Journal

From Trash to Treasure

By March 24, 2019 No Comments

The pop-up farm on our roastery parking lot is a little green oasis in the industrial area of Port Melbourne.

We have heritage varieties of tomatoes, corn, zucchini, pumpkin, spring onion, beetroot, rainbow chard, spinach, silverbeet, flowers to attract beneficial insects and also a range of herbs like chives, basil, oregano and coriander, and all of this only takes up two parking spaces.

Biofilta and Australian Ecosystems, have collaborated with us to develop super-efficient compact pop-up farms. We often think that we have overcrowded cities,
but if you look at them from the lens of urban farming, we have huge amounts of space.
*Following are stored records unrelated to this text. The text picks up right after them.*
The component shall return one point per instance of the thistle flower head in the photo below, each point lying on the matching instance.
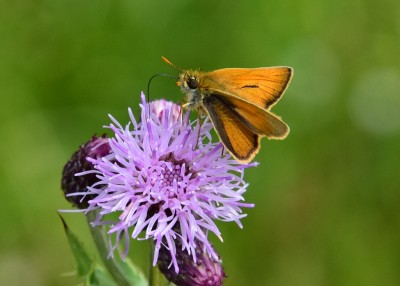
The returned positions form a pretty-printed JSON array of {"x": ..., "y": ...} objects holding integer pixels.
[{"x": 167, "y": 181}]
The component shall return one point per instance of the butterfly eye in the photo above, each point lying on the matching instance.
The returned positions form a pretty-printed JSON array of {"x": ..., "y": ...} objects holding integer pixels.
[{"x": 193, "y": 83}]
We can flip cities into becoming super-efficient food growers.

Each year, caffeine-loving Aussies produce round 75,000 tonnes of coffee waste, most of it ending up in landfill where it contributes to the production of methane, a greenhouse gas. But coffee grounds don’t have to end up there; they can be composted and used to produce food.
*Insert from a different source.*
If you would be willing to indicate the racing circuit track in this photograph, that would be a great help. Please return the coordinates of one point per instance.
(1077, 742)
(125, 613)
Our pop-up garden uses a mix of composted coffee grounds (rich in minerals and nitrogen), husks from the roastery (a good source of carbon), food scraps and a small amount of manure, to help produce around 300kg of food per year. With the World Health Organisation, recommending adults consume a minimum of 150kg of fresh fruit and veggies per year, it means that one of these pop-up farms could provide enough for two people for a whole year

We would like to see cafes and people around Australia embrace urban farming. We believe cafe’s that recycle coffee grounds to grow food will be on the cutting edge of sustainability, This initiative not only is good for the planet but with the sustainability movement becoming apart of the mainstream new attraction from customers will help expand business. We hope, in a few years, it will be common practice.